Dataflow Modeling - 2021.2 English

Versal ACAP System and Solution Planning Methodology Guide (UG1504)

Document ID
UG1504
Release Date
2021-11-19
Version
2021.2 English

Dataflow modeling comprises analyzing system-level performance and latency by mimicking the application traffic flow using traffic generators, checkers, and performance monitor blocks. Following are the stages of dataflow modeling:

  • NoC/DDR memory interface dataflow modeling
  • Accelerator block dataflow modeling

In the first stage, you model the NoC dataflow using Xilinx traffic generator IP, which can be configured to generate transactions that resemble accelerator dataflow. For example, if the accelerator requires a three-dimensional data cube to be processed and if the data is arranged in a linear format in DDR memory, the fetch address from the NoC master is not linear. You can configure the traffic generators for the required addressing mode (e.g., three-dimensional) and monitor performance in the NoC-PL interface.

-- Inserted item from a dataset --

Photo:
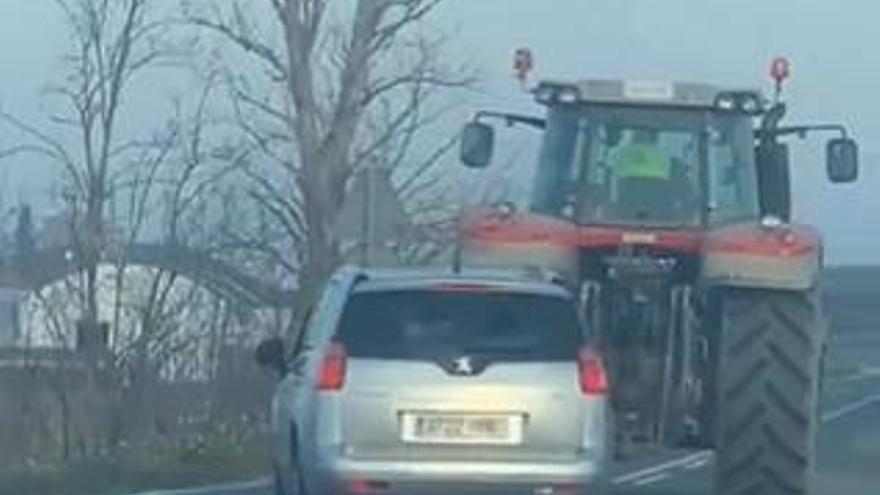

If the throughput is lower than expected, which is usually caused by DRAM efficiency, you can tune the DRAM address map to make the DRAM interface more efficient. In addition, the NoC provides quality of service (QoS) options. Depending on the traffic class, you can tune the QoS values for each NoC master and slave to meet application needs. For example, you can configure video applications that require the lowest level of latency for low latency traffic and configure other NoC masters for best effort traffic.

In the next stage, you model the accelerator block by generating traffic for the accelerator that mimics actual dataflow from the NoC/DDR memory. If the accelerator interface supports the AXI4 streaming protocol (e.g., AI Engine blocks), you can use Xilinx traffic generators or simulation PLIOs to model the traffic and tune the performance.